Age is of no importance unless you're a cheese -- Billie Burke

ARMv8: flamegraph and NMI support

| Comments

Non-maskable interrupts (NMI) is a really useful feature for debugging, that hardware can provide. Unfortunately ARM doesn’t provide an out-of-the-box NMI interrupt mechanism. This post shows a flamegraph issue due to missing NMI support, and the upstream work being done to simulate NMI in ARMv8.

Some great Linux kernel features that rely on NMI to work properly are:

  • Backtrace from all CPUs: A number of places in the kernel rely on dumping the stacks of all CPUs at the time of a failure to determine what was going on. Some of them are Hung Task detection, Hard/soft lockup detector and spinlock debugging code.

  • Perf profiling and flamegraphs: To be able to profile code that runs in interrupt handlers, or in sections of code that disable interrupts, Perf relies on NMI support in the architecture. flamegraphs are a great visual representation of perf profile output. Below is a flamegraph I generated from perf profile output, that shows just what happens on an architecture like ARMv8 with missing NMI support. Perf is using maskable-interrupts on this platform for profiling:

As you can see in the area of the flamegraph where the arrow is pointed, a large amount of time is spent in _raw_spin_unlock_irqrestore. It can baffle anyone looking at this data for the first time, and make them think that most of the time is spent in the unlock function. What’s actually happenning is because perf is using a maskable interrupt in ARMv8 to do its profiling, any section of code that disables interrupts will not be see in the flamegraph (not be profiled). In other words perf is unable to peek into sections of code where interrupts are disabled. As a result, when interrupts are reenabled during the _raw_spin_unlock_irqrestore, the perf interrupt routine then kicks in and records the large number of samples that elapsed in the interrupt-disable section but falsely accounts it to the _raw_spin_unlock_restore function during which the perf interrupt got a chance to run. Hence the flamegraph anomaly. It is indeed quite sad that ARM still doesn’t have a true NMI which perf would love to make use of.

BUT! Daniel Thompson has been hard at work trying to simulate Non-maskable interrupts on ARMv8. The idea is based on using interrupt priorities and is the subject of the rest of this post.

NMI Simulation using priorities

To simulate an NMI, Daniel creates 2 groups of interrupts in his patchset. One group is for all ‘normal’ interrupts, and the other for non-maskable interrupts (NMI). Non-maskable interrupts are assigned a higher priority than the normal interrupt group. Inorder to ‘mask’ interrupts in this approach, Daniel replaces the regular interrupt masking scheme in the kernel which happens at the CPU-core level, with setting of the interrupt controller’s PMR (priority mask register).
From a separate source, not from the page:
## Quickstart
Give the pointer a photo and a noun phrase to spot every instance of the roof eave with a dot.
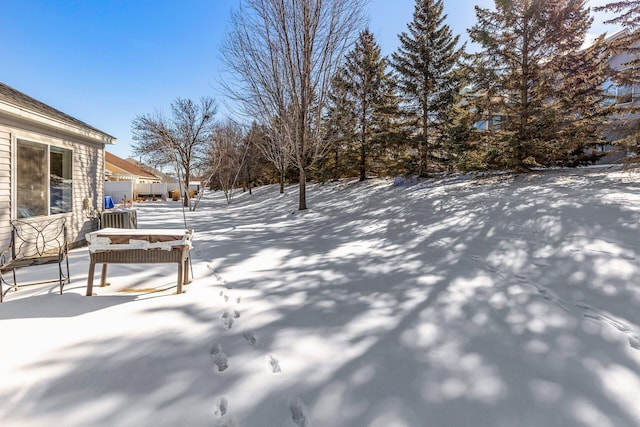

When the PMR is set to a certain value, only interrupts which have a higher priority than what’s in the PMR will be signaled to a CPU core, all other interrupts will be silenced (masked). By using this technique, it is possible to mask normal interrupts while keeping the NMI unmasked all the time.

Just how does he do this? So, a small primer on interrupts in the ARM world. ARM uses the GIC Generic interrupt controller to prioritize and route interrupts to CPU cores. GIC interrupt priorties go from 0 to 255. 0 being highest and 255 being the lowest. By default, the kernel assigns priority 0xa0 (192) to all interrupts. He changes this default priority from 0xa0 to 0xc0 (you’ll see why). He then defines what values of PMR would be consider as “unmasked” vs “masked”. Masked is 0xb0 and unmasked is 0xf0. This results in the following priorities (greater numbers are lower priority).

0xf0 (240 decimal)  (11110000 binary) - Interrupts Unmasked (enabled)
0xc0 (192 decimal)  (11000000 binary) - Normal interrupt priority
0xb0 (176 decimal)  (10110000 binary) - Interrupts masked   (disabled)
0x80 (128 decimal)  (10000000 binary) - Non-maskable interrupts

In this new scheme, when interrupts are to be masked (disabled), the PMR is set to 0xf0 and when they are unmasked (enabled), the PMR is set to 0xb0. As you can see, setting the PMR to 0xb0 indeed masks normal interrupts, because 0xb0(PMR) < 0xc0(Normal), however non-maskable interrupts still stay unmasked as 0x80(NMI) < 0xb0(PMR). Also notice that inorder to mask/unmask interrupts, all that needs to be done is flip bit 7 in the PMR (0xb0 -> 0xf0). Daniel largely uses Bit 7 as the mask bit in the patchset.

Quirk 1: Saving of the PMR context during traps

Its suggested in the patchset that during traps, the priority value set in the PMR needs to be saved because it may change during traps. To facilitate this, Daniel found a dummy bit in the PSTATE register (PSR). During any exception, Bit 7 of of the PMR is saved into a PSR bit (he calls it the G bit) and restores it on return from the exception. Look at the changes to kernel_entry macro in the set for this code.

Quirk 2: Ack of masked interrupts

Note that interrupts are masked before the GIC interrupt controller code can even identify the source of the interrupt. When the GIC code eventually runs, it is tasked with identifying the interrupt source. It does so by reading the IAR register. This read also has the affecting of “Acking” the interrupt - in other words, telling the GIC that the kernel has acknowledged the interrupt request for that particular source. Daniel points out that, because the new scheme uses PMR for interrupt masking, its no longer possible to ACK interrupts without first unmasking them (by resetting the PMR) so he temporarily resets PMR, does the IAR read, and restores it. Look for the code in gic_read_iar_common in his patchset to handle this case.

Open questions I have

  • Where in the patchset does Daniel mask NMIs once an NMI is in progress, or is this even needed?

Future work

Daniel has tested his patchset only on the foundation model yet, but it appears that the patch series with modifications should work on the newer Qualcomm chipsets that have the necessary GIC (Generic interrupt controller) access from the core to mess with IRQ priorities. Also, currently Daniel has only implemented CPU backtrace, more work needs to be done for perf support which I’ll look into if I can get backtraces working properly on real silicon first.